Turning 50 a few years ago was something of a surprise. Like blink-you’re in 1st grade-you’re graduated-you’re married-had your first kid-had your first grandkid-blink, you’re 50. I know everyone says it, but it really did happen so quickly. When I was young and I heard the age 50, I thought, Old. That is an old person.
Now that it’s me, I don’t feel old. Some people tell me I don’t look my age, which is nice to hear but is truly neither here nor there because the fact is that I am now a few years past that old age of 50.
Gen X’ers in Midlife
My parents in middle age seemed to have it together, as if they’d been born adults and always knew what adult things they should be doing at any given time: good citizen things like cleaning out the garage on a Saturday morning, balancing the checkbook every month, vacuuming the carpet regularly, and making dinners for “shut-ins.” (Being a shut-in sounded sort of intriguing to me back then, by the way, with its unending command of the TV and meals brought to oneself, but what did I know? But I digress...)
Me in middle age is a little different. Oh, I feel like I’m a pretty responsible adult. But I also feel at times as though I’m still making this whole thing up as I go along, and never moreso than when I see all the advice geared toward the middle aged or for someone going through a midlife crisis. It’s like an illness we all need to get over. Maybe I should be more rattled about all this midlife stuff? Should I be indulging in some sort of major crisis of self-confidence and identity? Did I miss a memo??
Midlife…even the term sounds so depressing. Do a quick search on Pinterest for ‘midlife’ and here are some of the top hits:
Struggles of midlife…
Change your career at midlife…
Hmm…seems restless and discontent, as if there’s no possible way you could be happy with your blecky middle-aged self. I imagine that’s what some people are feeling, but it’s not what I’m feeling.
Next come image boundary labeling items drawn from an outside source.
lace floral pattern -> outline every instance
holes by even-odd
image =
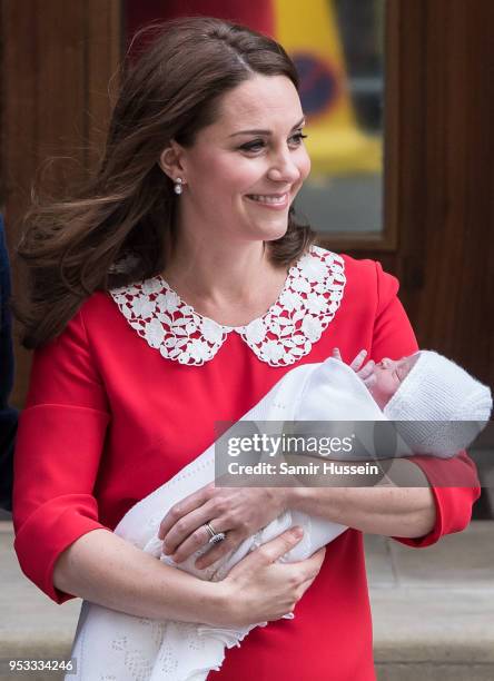
[[[340,256],[313,246],[288,272],[274,305],[246,326],[225,326],[198,314],[160,276],[111,292],[132,328],[162,357],[187,365],[209,362],[237,333],[270,366],[307,355],[339,308],[345,288]]]

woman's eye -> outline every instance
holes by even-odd
[[[295,142],[295,145],[298,147],[299,145],[302,145],[303,140],[307,138],[307,135],[304,135],[303,132],[297,132],[296,135],[293,135],[290,137],[290,141]]]
[[[292,147],[293,146],[299,147],[302,145],[302,141],[306,137],[307,135],[304,135],[303,132],[297,132],[296,135],[292,135],[292,137],[288,138],[288,144]],[[264,139],[254,139],[250,142],[246,142],[245,145],[241,145],[240,149],[243,151],[260,151],[265,147],[266,147],[266,142]]]
[[[251,142],[241,145],[240,149],[243,151],[259,151],[259,149],[263,149],[264,146],[265,146],[265,142],[263,139],[255,139]]]

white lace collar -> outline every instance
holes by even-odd
[[[110,294],[132,328],[166,359],[201,365],[236,333],[261,362],[287,366],[307,355],[335,316],[345,288],[340,256],[312,246],[288,272],[278,299],[246,326],[198,314],[160,276]]]

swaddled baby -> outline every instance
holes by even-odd
[[[447,457],[467,446],[490,417],[490,389],[437,353],[425,351],[399,361],[369,362],[362,367],[363,361],[364,353],[360,353],[347,366],[335,352],[322,364],[298,366],[285,374],[241,421],[389,418],[401,422],[402,434],[413,452]],[[447,425],[455,421],[460,422],[457,428],[437,427],[437,422]],[[464,422],[468,422],[467,427]],[[160,522],[172,505],[215,480],[214,453],[211,445],[130,509],[117,525],[116,534],[175,565],[169,556],[161,554]],[[293,525],[300,525],[304,536],[281,559],[288,562],[308,557],[346,530],[320,517],[287,511],[214,565],[205,570],[195,566],[198,555],[208,550],[206,543],[177,568],[200,579],[224,579],[249,551]],[[205,527],[205,542],[207,536]],[[85,601],[71,653],[78,662],[76,679],[130,681],[137,674],[146,681],[204,681],[209,671],[219,670],[225,648],[239,644],[255,626],[216,629],[188,622],[161,622]]]

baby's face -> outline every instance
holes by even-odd
[[[384,357],[374,366],[374,372],[366,379],[370,395],[384,409],[386,404],[396,393],[403,381],[415,366],[418,355],[402,357],[402,359],[388,359]]]

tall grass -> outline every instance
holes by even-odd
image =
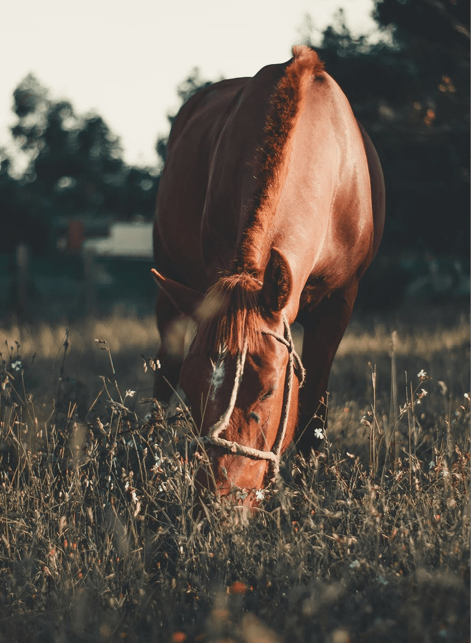
[[[152,320],[2,337],[0,640],[469,640],[466,319],[354,324],[328,443],[250,518],[193,510],[190,418],[148,401]]]

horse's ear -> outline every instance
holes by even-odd
[[[155,268],[150,271],[152,276],[167,295],[175,308],[183,315],[194,317],[195,313],[203,301],[204,295],[192,288],[188,288],[177,281],[168,279],[157,272]]]
[[[286,305],[292,288],[292,275],[288,260],[278,248],[272,248],[260,291],[262,305],[271,312],[279,312]]]

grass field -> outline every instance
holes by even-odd
[[[250,520],[195,520],[189,421],[142,402],[156,338],[0,329],[0,641],[470,640],[465,312],[354,320],[329,444]]]

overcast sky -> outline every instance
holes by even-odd
[[[290,57],[305,14],[321,31],[339,6],[354,34],[374,30],[372,0],[10,1],[0,23],[0,145],[14,122],[13,90],[32,72],[52,98],[96,110],[128,163],[154,165],[175,88],[193,67],[208,79],[253,76]]]

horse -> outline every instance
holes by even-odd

Ok, checking Medium, which is full of thoughtful writers. Search again: midlife.
How to tell if you’re having a midlife crisis….
Defeat midlife regret…
UGH. You get the drift.
I would like to have a different conversation about midlife.
I want to discuss all the things we’ve learned, look with excitement to what’s coming, and, maybe in a Fried Green Tomatoes “Towanda!” sort of way, talk with confidence about all the really cool and awesome things we’ve done and accomplished, and can keep doing, and keep becoming. If we have regrets, we can talk about those, too, while realizing life is too short to camp there and we have the capacity to go on and do better.
We can also discuss the hot flashes and how irritating everyone is at times (it’s their fault, not us, right?), but the conversation I really want to have is about what this new season will look like. I want to chat about ideas, and new technology, and hear about your grandkids and show you photos of mine, of course, and have real discussions about faith and hope. Personally, I’m not trying to recapture my youth or go back in time. I’ve been there-done-that-got the saggy tummy skin. I’ve raised my kids and been through all the angst and questioned my parenting and driven all the carpools…and now it’s my turn.
Because my life isn’t over because my children are grown or because jobs change, or even if I lose everything familiar like we did when we moved to Texas after my husband’s military retirement. I’m excited to see what’s unfolding because I hope I have a lot of good years ahead of me. I want to keep traveling and learn new things.
The Best Years Are Ahead, Not Behind Us
A few years ago, I did something scary for me–started running. I ended up completing a half marathon the next year. What I learned most from beginning to run wasn’t that I was a great or even skilled runner, because I am not. In fact, I am rather slow. But I discovered that I could do something new and terrifying to me, even after 45, way after my physical prime. I found myself running distances I’d never dreamed of, learned that I could stick to something physically demanding, and that I could change my body and how I feel physically. I have that power. It dawned on me: What else could I maybe do?
The next year, I published my first book with a small publishing company. I am about to complete the manuscript for my second book. I launched not one, but two podcasts. And who knows what else? Not me! It’s always a surprise. At times, I feel I’m just along for the ride.
Are you with me? Come on–we have things to do!
P.S. Just in case you’re wondering, most social scientists agree that “midlife” spans the ages of 40 to 60 or 65. If that’s where you are, I’m happy to meet you!